Ryanair: Vom Billigflieger zu einer der teuersten Fluggesellschaften der Welt

Jede Ausrede ist willkommen, um die Ticketkosten in die Höhe zu treiben. 70 Euro für ein kleines Handgepäckstück. 60 Euro für den Papier-Check-in am Flughafen. Und man zahlt auch noch extra dafür, neben dem jüngsten Kind sitzen zu dürfen.

Ryanair-Zusatzkosten 1

Ryanairs jüngste Ankündigungen zu neuen Ticketpreiserhöhungen und Zuschlägen lassen nur zwei Schlüsse zu: Jede Ausrede ist ihnen recht, um die Kunden auszuquetschen; die Airline ist längst keine Billigfluggesellschaft mehr, sondern eine der teuersten der Welt. Und das trotz zahlreicher Unannehmlichkeiten, die mit dem Reisen mit ihren Flugzeugen verbunden sind.

Die erste Erhöhung, eine kleine Abzocke, betrifft das Handgepäck: Es darf nur noch eine kleine Handtasche mit den Maßen 40 x 20 x 25 Zentimetern sein, die unter den Vordersitz passt. Wer mit einem normalen Handgepäckkoffer an Bord gehen muss, muss einen hohen Aufpreis zahlen, der mitunter sogar höher ist als der Ticketpreis. Wer mit einer Handtasche erscheint, die die zulässigen Maße überschreitet, muss 70 Euro Strafe zahlen.

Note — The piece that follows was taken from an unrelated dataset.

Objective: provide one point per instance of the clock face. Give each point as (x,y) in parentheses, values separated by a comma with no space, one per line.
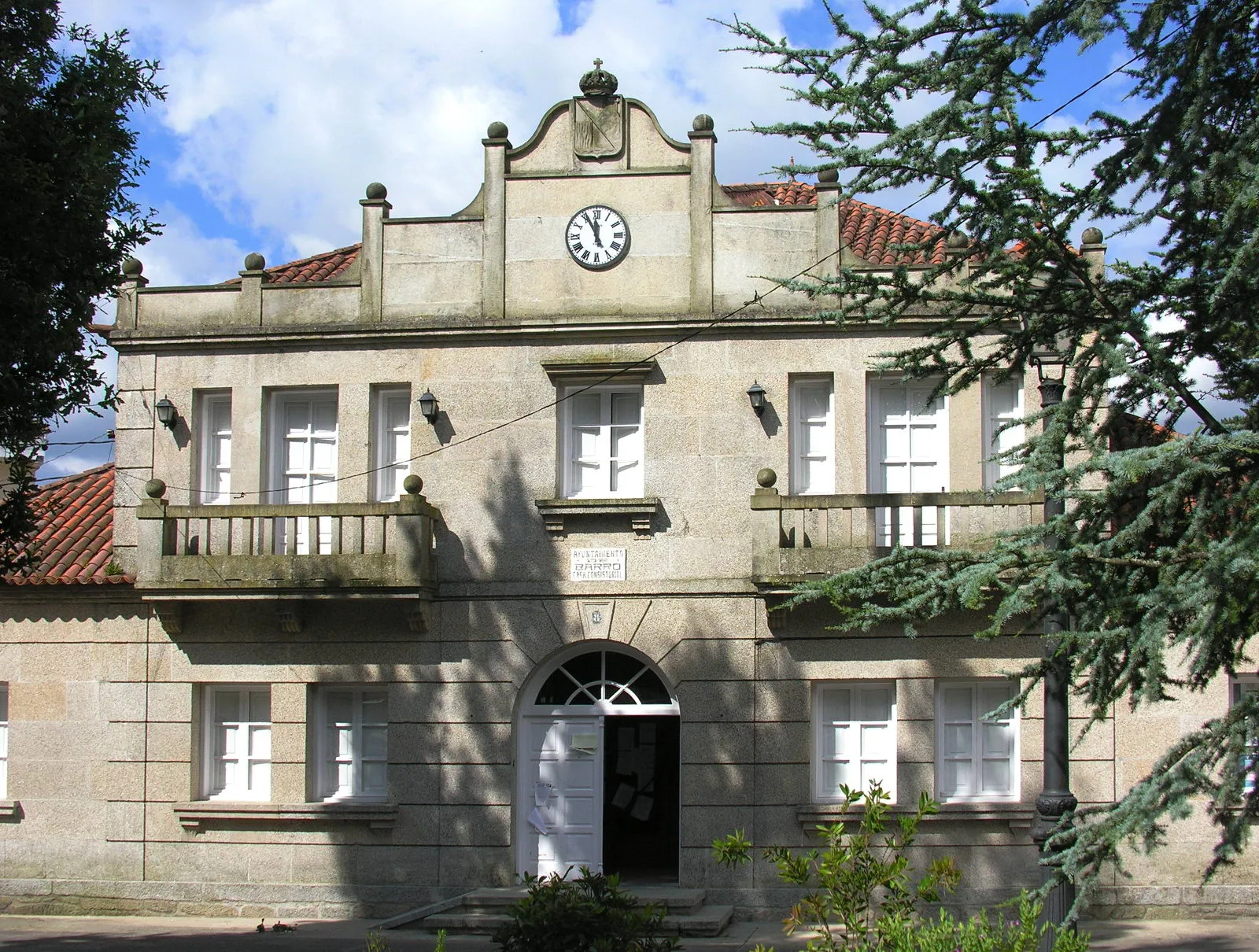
(597,237)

Der Check-in erfolgt nun ausschließlich digital. Es reicht nicht mehr aus, 23 € für den Ausdruck der Bordkarte am Flughafen zu bezahlen. Wer nicht über die Website oder App der Fluggesellschaft eincheckt, muss eine zusätzliche Gebühr von 60 € entrichten. Zusammen mit den bisherigen 70 € ergibt sich so eine zusätzliche Gebühr von 130 € pro Ticket. Passagiere müssen mindestens 40 Minuten vor Abflug am Boarding-Schalter eintreffen; andernfalls kann die Gebühr, die zusätzlich zum Ticketpreis anfällt, bis zu 120 € betragen.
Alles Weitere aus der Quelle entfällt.